NEW EQUITY

Of course, that didn't happen overnight. Paul Boucher, senior investment director at fund manager Meridian Infrastructure, has spent much of the last decade bidding on some of Canada's highest-profile PPPs, like British Columbia's Sea-to-Sky Highway and Ontario's Durham Consolidated Courthouse. He remembers a much different industry back in the early 2000s.

"Initially, the market in Canada was, on the equity side, supported mainly by the large, international fund managers that had a PPP slant to them," he says. Names like Macquarie, ABN Amro and Babcock & Brown "were the main players you would see more often than not in the Canadian marketplace," he adds, pointing out that he worked at two of them - ABN Amro and Babcock & Brown - before settling into his current position at Meridian near the end of 2008.

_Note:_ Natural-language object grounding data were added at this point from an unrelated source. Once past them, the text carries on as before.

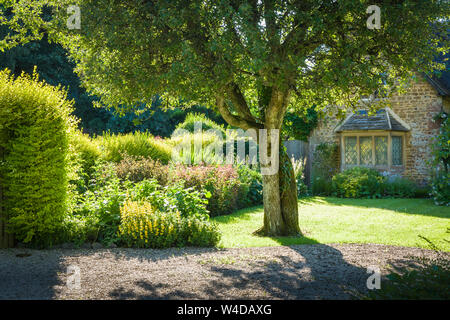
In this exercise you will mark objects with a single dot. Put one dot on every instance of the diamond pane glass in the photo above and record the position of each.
(381, 150)
(351, 155)
(397, 151)
(365, 150)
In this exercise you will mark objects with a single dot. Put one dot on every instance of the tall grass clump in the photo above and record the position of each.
(137, 144)
(191, 119)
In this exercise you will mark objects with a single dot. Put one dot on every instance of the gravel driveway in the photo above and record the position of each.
(296, 272)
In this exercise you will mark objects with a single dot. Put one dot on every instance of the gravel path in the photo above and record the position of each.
(296, 272)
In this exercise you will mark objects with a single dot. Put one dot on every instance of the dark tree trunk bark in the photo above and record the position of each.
(280, 201)
(288, 195)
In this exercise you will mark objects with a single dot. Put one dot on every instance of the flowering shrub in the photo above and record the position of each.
(138, 169)
(96, 211)
(143, 226)
(220, 182)
(188, 201)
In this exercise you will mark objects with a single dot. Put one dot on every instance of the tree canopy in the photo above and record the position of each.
(252, 60)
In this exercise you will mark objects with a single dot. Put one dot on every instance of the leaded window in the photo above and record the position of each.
(373, 150)
(381, 151)
(397, 150)
(351, 154)
(365, 151)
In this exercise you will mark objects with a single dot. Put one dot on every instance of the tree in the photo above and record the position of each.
(252, 60)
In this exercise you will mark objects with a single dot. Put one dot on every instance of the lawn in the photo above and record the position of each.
(399, 222)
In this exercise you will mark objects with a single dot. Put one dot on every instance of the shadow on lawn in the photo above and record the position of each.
(425, 207)
(297, 272)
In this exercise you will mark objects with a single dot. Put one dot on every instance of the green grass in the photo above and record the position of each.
(328, 220)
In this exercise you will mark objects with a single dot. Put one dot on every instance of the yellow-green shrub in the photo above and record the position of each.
(85, 152)
(143, 227)
(138, 144)
(35, 125)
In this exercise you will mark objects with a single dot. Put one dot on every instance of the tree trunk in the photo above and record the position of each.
(280, 201)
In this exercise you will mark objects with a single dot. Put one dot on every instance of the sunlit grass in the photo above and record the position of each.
(332, 220)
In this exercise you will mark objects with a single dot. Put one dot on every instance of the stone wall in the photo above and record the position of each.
(417, 108)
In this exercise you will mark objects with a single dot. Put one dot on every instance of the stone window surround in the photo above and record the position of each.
(373, 134)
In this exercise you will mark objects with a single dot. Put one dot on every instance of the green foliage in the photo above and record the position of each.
(251, 193)
(96, 212)
(137, 144)
(138, 169)
(325, 166)
(201, 121)
(299, 168)
(174, 197)
(221, 182)
(85, 153)
(35, 125)
(440, 189)
(298, 126)
(143, 226)
(358, 182)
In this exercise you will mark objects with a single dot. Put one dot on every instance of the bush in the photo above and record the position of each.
(221, 182)
(299, 168)
(188, 201)
(400, 188)
(440, 184)
(325, 166)
(358, 182)
(138, 169)
(251, 190)
(144, 227)
(35, 125)
(96, 212)
(138, 144)
(85, 152)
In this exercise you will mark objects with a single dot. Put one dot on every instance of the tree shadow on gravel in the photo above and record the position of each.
(29, 274)
(303, 272)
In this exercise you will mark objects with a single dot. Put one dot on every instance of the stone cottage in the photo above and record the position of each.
(396, 140)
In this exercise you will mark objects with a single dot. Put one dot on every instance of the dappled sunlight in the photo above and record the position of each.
(326, 220)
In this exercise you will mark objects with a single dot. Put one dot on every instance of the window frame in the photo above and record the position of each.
(373, 134)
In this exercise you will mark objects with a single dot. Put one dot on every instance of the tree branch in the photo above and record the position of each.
(234, 120)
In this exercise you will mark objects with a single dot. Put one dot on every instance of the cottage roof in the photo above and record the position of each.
(384, 119)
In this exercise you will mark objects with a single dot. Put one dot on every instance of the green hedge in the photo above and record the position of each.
(35, 125)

The credit crisis disrupted this order as well as re-priced risk capital. ABN Amro exited the market and was sold to RBS, Santander and Fortis (Forits) and Babcock & Brown went into administration, opening up opportunities for others to enter the market.

"What we're seeing now are players who have replaced the guys who were in the top three spots such as, Meridian and large industrials that fund the projects themselves," Boucher says. These large industrials include Hochtief, Bouygues, Bilfinger, Acciona, ACS, Cintra, Carillion and, most recently, Balfour Beatty.

"So there's a lot more international industrial players in the Canadian market, due to their slower domestic activity, than just the pure financials that existed just five years ago," he says.

For firms like Meridian - a financial player focused on the PPP market for new-construction PPP projects - this is both a blessing and a challenge. "There's more people to partner with. There's also more competition," Boucher says.

But the growth hasn't all been on the side of industrial developers. Indeed, one of Meridiam's newest partners is a Canada-focused fund manager - Fiera Axium Infrastructure - with whom the firm closed on the $470 million Montreal University Hospital Research Centre project in May. Fiera Axium believes the Canadian PPP market is deep enough and attractive enough that it can be used to anchor a base of institutional investors around a fund that dedicates its capital to Canada and in particular PPPs. The firm is targeting $400 million in total commitments to the fund.

"We believe the Canadian market is the most sophisticated toward infrastructure," says Bruno Candes, vice president and senior investment director at Fiera Axium in Toronto. And it's no longer just the big guns of the Canadian institutional world, like the $129.7 billion Canada Pension Plan Investment Board. Increasingly, he's noticing appetite for infrastructure among the country's smaller pension plans - those with under $5 billion in investable assets - both for PPP equity and debt.

For example, on the aforementioned Montreal University Hospital Research Centre project, Fiera Axium and Meridiam sold $400 million of A-rated bonds to a mix of pension funds as well as the more traditional life insurance plans: a sign that the institutional market has been sufficiently "educated" about the asset class to demand significant PPP exposure, Candes says.